Arms deal appeal ruling due but Zuma may not take no for an answer

Safrica Politics Corruption Zuma
Former president Jacob Zuma. (Michele Spatari / AFP)

The high court in Pietermaritzburg will on Wednesday pronounce on whether Jacob Zuma can appeal its dismissal of his special plea to have Billy Downer removed as prosecutor and be acquitted on the arms deal corruption charges. 

It almost goes without saying Judge Piet Koen’s ruling will be a verdict on the success, at least in legal terms, of another instalment at what the state has termed Zuma’s Stalingrad strategy to stall a trial that has been in the making since 2004.

Should Koen deny Zuma leave to appeal, the former president could petition the supreme court of appeal (SCA) directly and there will then be another delay.

Zuma’s lawyers argued two weeks ago that their client would be severely prejudiced by the application of a procedural rule, raised by the state, that an appeal could only follow if he were convicted and sentenced by the trial court.

It was, advocate Dali Mpofu pleaded, a constitutional breach that added to the defence’s reservations about fair trial rights, and here he might have been hinting that the matter was not only likely to reach the SCA in Bloemfontein but ultimately the Constitutional Court in Braamfontein.

Mpofu said the case law allowed a wide enough interpretation of the term “convicted” for this to extend to Koen’s dismissal of Zuma’s special plea for acquittal, filed in terms of section 106 (4) of the Criminal Procedure Act. This would then get around the procedural rule and allow an appeal, he submitted.

The National Prosecuting Authority (NPA) has argued that Zuma’s reservations about fairness could be raised in the actual trial where he faces two charges of corruption, 12 of fraud and one each of money-laundering and racketeering. 

But Mpofu said there was legal precedent for sparing an accused the strain, expense and restrictions of a criminal trial “by allowing an appeal to be pursued out of the ordinary sequence so as to obviate a trial or to substantially shorten it”. 

He had also accused the court of prejudicing Zuma’s hopes of success on the special plea by not allowing oral argument on the alleged prosecutorial misconduct — and wider political wrangling at the NPA about Zuma’s indictment — that motivated the plea that Downer lacked the title to prosecute because he was not sufficiently impartial. 

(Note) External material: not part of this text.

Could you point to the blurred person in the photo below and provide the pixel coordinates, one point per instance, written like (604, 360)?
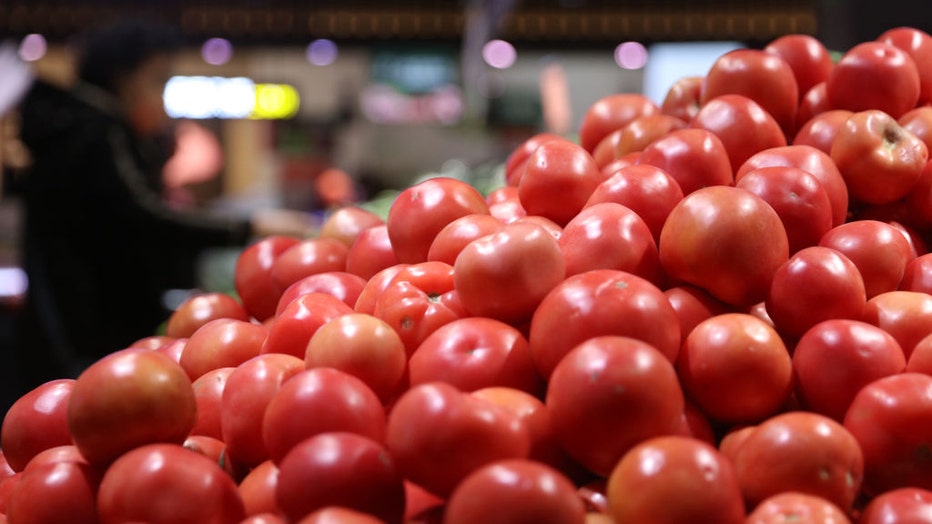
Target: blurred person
(100, 244)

It was, again, a violation of Zuma’s right to a fair trial, he hammered.

Mpofu also argued that the SCA had erred in how it interpreted “title to prosecute” in Porritt and Another v National Prosecuting Authority, the relevant case law in this instance. Koen had reminded Zuma’s lawyers at the outset that, as a later court, he was bound by the SCA ruling.

Koen has to weigh whether there is anything in Zuma’s argument that could lead another court to arrive at a different conclusion on the question of oral evidence or a compelling reason why an appellate court may deviate from the principle laid down in Porritt in this particular instance.